God, Reason and Religion, the title of Steven M. Cahn’s book, fit uneasily together. Or so it would seem. Cahn, a philosophy professor, collected together in this little book a set of sixteen short, provocative essays keyed to major topics of the philosophy of religion. I’m always skeptical when I see Reason and Religion together on a book cover. It seems like an unholy plotting is going on. Perhaps it’s because those of us who study religion are often classed together with those who use slipshod techniques to “study” a subject they’ve already made up their minds about. Any scientist who’s seriously tried to learn Akkadian might have to reevaluate that premise. Happily, Cahn is not trying to promote such an idea. He states in the introduction, “My conclusions may be surprising, for although I am not a traditional theist, I find much to admire in a religious life, so long as its beliefs and practices do not violate the methods and results of scientific inquiry.” For books with Reason and Religion on the cover, that can be quite a concession.

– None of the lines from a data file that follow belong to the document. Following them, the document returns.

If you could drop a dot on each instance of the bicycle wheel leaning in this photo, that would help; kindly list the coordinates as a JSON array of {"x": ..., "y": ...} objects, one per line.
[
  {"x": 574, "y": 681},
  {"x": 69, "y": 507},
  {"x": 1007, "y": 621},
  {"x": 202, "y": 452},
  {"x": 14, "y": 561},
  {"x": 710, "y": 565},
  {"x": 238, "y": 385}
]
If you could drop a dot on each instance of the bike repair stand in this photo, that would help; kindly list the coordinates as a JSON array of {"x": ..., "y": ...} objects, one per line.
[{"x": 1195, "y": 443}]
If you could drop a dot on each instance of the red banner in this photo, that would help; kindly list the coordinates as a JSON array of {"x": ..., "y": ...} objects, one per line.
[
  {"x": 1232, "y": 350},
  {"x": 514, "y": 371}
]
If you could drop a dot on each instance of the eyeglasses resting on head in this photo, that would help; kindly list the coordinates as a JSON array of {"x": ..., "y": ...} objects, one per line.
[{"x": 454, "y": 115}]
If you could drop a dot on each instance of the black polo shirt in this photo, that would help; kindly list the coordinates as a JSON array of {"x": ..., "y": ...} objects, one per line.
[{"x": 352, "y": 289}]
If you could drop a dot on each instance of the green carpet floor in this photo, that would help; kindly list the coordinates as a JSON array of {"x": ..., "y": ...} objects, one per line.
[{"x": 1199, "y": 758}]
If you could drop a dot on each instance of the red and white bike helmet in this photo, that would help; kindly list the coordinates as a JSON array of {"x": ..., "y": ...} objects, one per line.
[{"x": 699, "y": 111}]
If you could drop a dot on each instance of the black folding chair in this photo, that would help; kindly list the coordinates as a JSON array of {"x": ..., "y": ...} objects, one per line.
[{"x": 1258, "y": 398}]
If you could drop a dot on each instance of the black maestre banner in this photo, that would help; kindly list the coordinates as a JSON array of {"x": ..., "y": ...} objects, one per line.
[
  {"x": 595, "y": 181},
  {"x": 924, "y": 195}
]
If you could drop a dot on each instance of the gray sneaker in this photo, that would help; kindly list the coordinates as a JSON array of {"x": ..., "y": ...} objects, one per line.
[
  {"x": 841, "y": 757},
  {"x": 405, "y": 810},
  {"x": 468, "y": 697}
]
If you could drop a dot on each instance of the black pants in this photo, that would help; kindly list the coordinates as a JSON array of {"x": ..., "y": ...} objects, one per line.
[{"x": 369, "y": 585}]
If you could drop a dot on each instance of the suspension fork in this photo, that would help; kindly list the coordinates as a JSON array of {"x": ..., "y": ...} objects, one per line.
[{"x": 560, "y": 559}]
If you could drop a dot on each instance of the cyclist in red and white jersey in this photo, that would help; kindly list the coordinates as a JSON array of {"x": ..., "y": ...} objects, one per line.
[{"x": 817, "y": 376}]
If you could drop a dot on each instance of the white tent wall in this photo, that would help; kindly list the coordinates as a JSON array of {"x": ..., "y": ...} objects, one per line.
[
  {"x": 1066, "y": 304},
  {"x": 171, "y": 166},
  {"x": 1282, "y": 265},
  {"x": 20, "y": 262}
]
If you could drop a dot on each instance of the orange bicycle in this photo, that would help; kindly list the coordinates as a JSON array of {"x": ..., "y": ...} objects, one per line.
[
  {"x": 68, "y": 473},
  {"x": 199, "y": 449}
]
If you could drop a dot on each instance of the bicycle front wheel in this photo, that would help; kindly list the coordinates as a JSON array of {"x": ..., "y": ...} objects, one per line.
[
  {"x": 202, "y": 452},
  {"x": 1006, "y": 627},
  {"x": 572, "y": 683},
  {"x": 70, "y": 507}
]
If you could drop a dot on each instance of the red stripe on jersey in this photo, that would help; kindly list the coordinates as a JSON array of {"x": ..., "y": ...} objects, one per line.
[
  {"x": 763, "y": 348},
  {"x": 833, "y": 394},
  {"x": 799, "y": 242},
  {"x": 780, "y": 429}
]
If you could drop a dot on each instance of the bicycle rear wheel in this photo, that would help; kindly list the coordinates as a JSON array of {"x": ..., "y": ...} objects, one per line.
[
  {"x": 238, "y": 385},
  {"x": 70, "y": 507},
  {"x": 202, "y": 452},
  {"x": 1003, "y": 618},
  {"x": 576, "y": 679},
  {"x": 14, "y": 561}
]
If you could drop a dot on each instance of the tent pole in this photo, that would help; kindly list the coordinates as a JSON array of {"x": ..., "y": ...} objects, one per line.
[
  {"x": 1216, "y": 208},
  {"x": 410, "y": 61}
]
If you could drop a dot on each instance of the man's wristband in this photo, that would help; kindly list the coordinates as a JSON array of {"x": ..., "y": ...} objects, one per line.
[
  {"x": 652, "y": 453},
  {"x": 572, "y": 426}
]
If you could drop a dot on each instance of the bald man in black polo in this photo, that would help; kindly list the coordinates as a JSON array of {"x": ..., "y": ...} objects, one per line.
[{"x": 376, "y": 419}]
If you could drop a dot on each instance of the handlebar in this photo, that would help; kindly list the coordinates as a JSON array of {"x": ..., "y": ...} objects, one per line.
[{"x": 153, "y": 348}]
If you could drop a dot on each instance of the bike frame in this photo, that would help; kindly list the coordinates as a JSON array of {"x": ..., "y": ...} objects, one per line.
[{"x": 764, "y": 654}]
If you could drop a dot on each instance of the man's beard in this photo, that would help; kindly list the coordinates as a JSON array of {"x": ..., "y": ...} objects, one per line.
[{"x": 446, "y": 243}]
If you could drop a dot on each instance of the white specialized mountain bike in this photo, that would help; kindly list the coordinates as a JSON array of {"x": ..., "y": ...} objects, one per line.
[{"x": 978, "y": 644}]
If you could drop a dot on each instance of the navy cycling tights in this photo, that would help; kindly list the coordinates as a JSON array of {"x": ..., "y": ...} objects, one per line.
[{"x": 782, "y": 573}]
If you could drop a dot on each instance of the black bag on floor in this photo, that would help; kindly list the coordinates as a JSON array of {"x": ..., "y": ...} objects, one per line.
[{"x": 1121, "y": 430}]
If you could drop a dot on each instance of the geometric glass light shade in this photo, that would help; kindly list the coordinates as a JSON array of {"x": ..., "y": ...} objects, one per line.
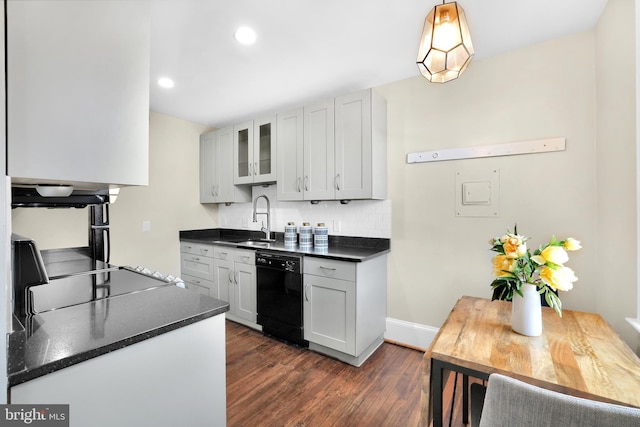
[{"x": 445, "y": 48}]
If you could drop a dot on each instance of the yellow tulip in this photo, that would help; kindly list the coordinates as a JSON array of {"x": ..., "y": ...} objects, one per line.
[
  {"x": 560, "y": 279},
  {"x": 554, "y": 254},
  {"x": 502, "y": 263},
  {"x": 572, "y": 244},
  {"x": 514, "y": 246}
]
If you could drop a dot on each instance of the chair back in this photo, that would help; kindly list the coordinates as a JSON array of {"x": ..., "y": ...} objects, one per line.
[{"x": 513, "y": 403}]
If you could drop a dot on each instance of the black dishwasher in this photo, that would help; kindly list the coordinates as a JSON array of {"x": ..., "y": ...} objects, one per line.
[{"x": 279, "y": 282}]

One of the biggest faults of religions is their lack of introspection. That is a gross generalization, I know, but there is truth in it. Most religions have been severely challenged by the empirical method. Reason, it turns out, can explain most of what required one—or a multitude of—god(s) to accomplish. At the same time, religion makes people feel secure and happy. My experience of science has often been enlightening, but decidedly prickly. I’m sure I’m not the only one. Nevertheless, Cahn takes the reader through a maze of ways to think about religions from different angles. What is the tie between religion and ethics? How do we tell a good deity from a bad one? What is faith and is it a safe bet? Do miracles happen? These kinds of questions, when viewed rationally, don’t always have the dreadful results so often feared. So maybe the laws of physics aren’t violated, but that doesn’t mean you have to stop praying. Did I mention that Cahn makes concessions?

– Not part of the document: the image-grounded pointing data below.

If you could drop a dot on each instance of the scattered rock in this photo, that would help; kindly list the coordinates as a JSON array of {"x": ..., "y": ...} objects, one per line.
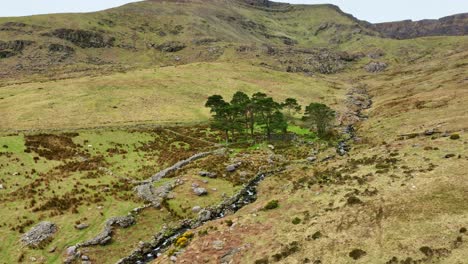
[
  {"x": 39, "y": 235},
  {"x": 233, "y": 167},
  {"x": 83, "y": 38},
  {"x": 171, "y": 46},
  {"x": 122, "y": 221},
  {"x": 196, "y": 209},
  {"x": 427, "y": 251},
  {"x": 204, "y": 215},
  {"x": 71, "y": 251},
  {"x": 376, "y": 67},
  {"x": 200, "y": 191},
  {"x": 357, "y": 254},
  {"x": 81, "y": 226},
  {"x": 218, "y": 244},
  {"x": 207, "y": 174},
  {"x": 448, "y": 156},
  {"x": 353, "y": 200}
]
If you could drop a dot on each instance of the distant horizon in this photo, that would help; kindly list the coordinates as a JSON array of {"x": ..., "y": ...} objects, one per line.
[{"x": 368, "y": 10}]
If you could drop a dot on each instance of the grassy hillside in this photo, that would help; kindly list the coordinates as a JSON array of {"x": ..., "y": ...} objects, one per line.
[
  {"x": 166, "y": 95},
  {"x": 92, "y": 104},
  {"x": 160, "y": 33}
]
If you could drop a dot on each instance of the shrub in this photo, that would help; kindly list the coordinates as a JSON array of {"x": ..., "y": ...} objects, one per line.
[{"x": 273, "y": 204}]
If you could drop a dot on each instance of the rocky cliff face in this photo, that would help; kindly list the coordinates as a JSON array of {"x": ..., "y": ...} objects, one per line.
[{"x": 456, "y": 25}]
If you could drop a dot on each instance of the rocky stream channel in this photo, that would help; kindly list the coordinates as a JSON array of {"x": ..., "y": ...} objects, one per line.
[{"x": 164, "y": 239}]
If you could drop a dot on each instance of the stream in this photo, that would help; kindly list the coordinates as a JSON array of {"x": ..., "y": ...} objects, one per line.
[{"x": 163, "y": 241}]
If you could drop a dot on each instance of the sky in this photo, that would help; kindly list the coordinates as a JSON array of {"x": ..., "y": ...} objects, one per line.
[{"x": 370, "y": 10}]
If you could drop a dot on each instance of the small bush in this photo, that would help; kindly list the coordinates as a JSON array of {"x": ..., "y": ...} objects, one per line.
[
  {"x": 273, "y": 204},
  {"x": 296, "y": 221}
]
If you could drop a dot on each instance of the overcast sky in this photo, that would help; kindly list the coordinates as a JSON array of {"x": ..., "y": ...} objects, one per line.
[{"x": 370, "y": 10}]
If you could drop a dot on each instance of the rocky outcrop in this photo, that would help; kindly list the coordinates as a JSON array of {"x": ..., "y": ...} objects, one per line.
[
  {"x": 176, "y": 166},
  {"x": 39, "y": 235},
  {"x": 15, "y": 45},
  {"x": 83, "y": 38},
  {"x": 155, "y": 196},
  {"x": 456, "y": 25},
  {"x": 171, "y": 46},
  {"x": 376, "y": 66},
  {"x": 60, "y": 48},
  {"x": 11, "y": 48},
  {"x": 106, "y": 235}
]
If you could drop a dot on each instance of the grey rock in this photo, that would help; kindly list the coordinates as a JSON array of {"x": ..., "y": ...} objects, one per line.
[
  {"x": 71, "y": 251},
  {"x": 218, "y": 244},
  {"x": 200, "y": 191},
  {"x": 177, "y": 166},
  {"x": 106, "y": 235},
  {"x": 122, "y": 221},
  {"x": 207, "y": 174},
  {"x": 376, "y": 66},
  {"x": 233, "y": 167},
  {"x": 196, "y": 209},
  {"x": 204, "y": 215},
  {"x": 81, "y": 226},
  {"x": 39, "y": 234}
]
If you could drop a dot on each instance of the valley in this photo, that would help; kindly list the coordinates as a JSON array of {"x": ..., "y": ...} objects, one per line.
[{"x": 106, "y": 143}]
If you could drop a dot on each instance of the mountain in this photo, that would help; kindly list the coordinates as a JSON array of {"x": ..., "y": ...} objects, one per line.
[
  {"x": 109, "y": 155},
  {"x": 456, "y": 25}
]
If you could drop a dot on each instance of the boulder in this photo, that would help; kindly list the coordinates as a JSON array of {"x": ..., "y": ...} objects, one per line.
[
  {"x": 196, "y": 209},
  {"x": 376, "y": 66},
  {"x": 233, "y": 167},
  {"x": 81, "y": 226},
  {"x": 39, "y": 234},
  {"x": 171, "y": 46},
  {"x": 122, "y": 221},
  {"x": 204, "y": 215},
  {"x": 200, "y": 191},
  {"x": 218, "y": 244}
]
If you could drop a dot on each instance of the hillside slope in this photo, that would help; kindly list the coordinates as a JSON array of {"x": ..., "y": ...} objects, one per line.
[
  {"x": 95, "y": 106},
  {"x": 456, "y": 25},
  {"x": 162, "y": 33}
]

We are the cultural children of our logical, Greek forebears. They taught us to trust our reason and we’ve developed that to a high skill. Yet reason has its limits. Consider the Republican Party, for instance. Or Snooki. In life not everything adds up. Facing their final moments, few have the fortitude to keep their thoughts purely on the rational. What lies beyond we just don’t know. Science has no way of answering. So Reason and Religion should get along. There may be more than one way of knowing, and some things in our world may bridge that deep gulf between Reason and Religion. That bridge may sometimes be difficult to find. If you decide to seek it out, however, I would recommend taking Cahn along for some good reading. Even the most serious search must offer some concessions.